The other contractor competing for the contract is Waltham, MA-based QinetiQ North America.
—Building Ventures, a new venture capital firm focusing on real estate, construction and smart infrastructure startups, has closed its first fund with $53 million to invest in early-stage companies. The firm spun out of Hanover, N.H.-based Borealis Ventures and has offices in Boston and San Francisco.
—German enterprise software company LeanIX has raised $30 million in a Series C funding round, which will help accelerate the company’s U.S. expansion at its Boston offices. New York-based Insight Venture Partners led the funding round with participation by Deutsche Telekom Capital Partners based in Hamburg, Germany; Capnamic Ventures based in Cologne, Germany; and Iris Capital based in Paris.
—Compliance management software provider ETQ announced this week it has moved its headquarters to Burlington, MA, from the Long Island town of Farmingdale, NY. ETQ was bought in August 2017 by Menlo Park, CA-based growth equity firm TCV for an undisclosed amount. In addition to the move, ETQ announced a new slate of top executives: Robert Gremley as CEO; Richard Russo as CFO; Nina McIntyre as CMO; and Brian Testa as VP of People Operations. ETQ says since the move it has increased its global headcount to 300 employees.
—Cogito, a Boston-based A.I. technology company that analyzes voice conversations to help improve customer call-in experience, added $8 million to its already $37 million Series C. Cogito also announced its acquisition of Seattle-based Tenacity, which develops employee engagement tools for call centers. Both startups spun out of the MIT Media Lab. Goldman Sachs led the previously announced $37 million Series C, and the additional $8 million included investments from new partners Hearst Ventures and Battery Ventures.

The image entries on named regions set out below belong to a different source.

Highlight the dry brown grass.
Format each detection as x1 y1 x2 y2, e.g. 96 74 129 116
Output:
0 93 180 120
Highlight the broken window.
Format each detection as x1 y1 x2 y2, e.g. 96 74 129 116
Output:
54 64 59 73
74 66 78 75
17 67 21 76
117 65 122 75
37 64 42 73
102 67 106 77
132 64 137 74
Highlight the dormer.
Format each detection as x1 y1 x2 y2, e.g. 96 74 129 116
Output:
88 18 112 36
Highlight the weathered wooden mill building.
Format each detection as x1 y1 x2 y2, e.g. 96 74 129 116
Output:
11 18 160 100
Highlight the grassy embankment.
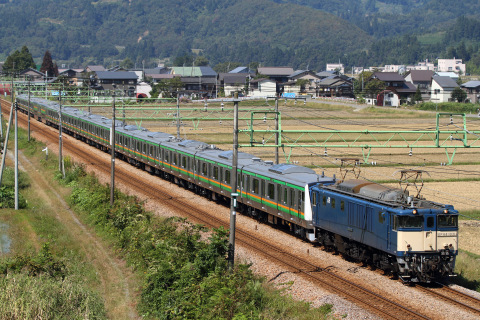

—Rekener, a Charlestown, MA-based data analytics startup, raised $2.1 million, according to a SEC regulatory filing. The company, founded in 2016, sells software to help boost businesses’ recurring revenue. Rekener closed its second seed round in September 2017 with a $1.75 million investment from previous backers Pillar, Accomplice, Founder Collective, and unnamed individuals.
—Finance education startup LearnLux says it raised $2 million in a seed round from Ashton Kutcher’s Sound Ventures, Salesforce chief executive Marc Benioff, Underscore VC, former Wealthfront CEO Adam Nash, and other investors. The Boston-based company founded in 2015 by siblings Rebecca and Michael Liebman makes software that teaches personal finance to promote financial wellness.
—Lumeon, a healthcare pathway management startup, says it closed a $28 million investment round led by one Europe’s largest healthcare investment firms, LSP. The company says it will use the funding to grow its U.S. team and Boston headquarters, while scaling up operations and boosting customer deployments. Swiss venture capital firm MTIP, U.K.-based Amadeus Capital Partners, and Swiss IPF Partners also participated in the funding round.
—ICYMI: Micro-transit technology company Superpedestrian has unveiled a smart, self-repairing e-scooter for sale to companies managing shared-scooter platforms.
—ICYMI: Forge AI came out of stealth and announced an $11 million Series A round. The company aims to make the mountains of unstructured data—think Twitter streams, Facebook feeds, news reports, regulatory filings—more readable by machine learning systems.
—ICYMI: Google’s A.I. fund Gradient Ventures made its second Boston-area investment, leading a $7 million Series A for route logistics technology firm Wise Systems.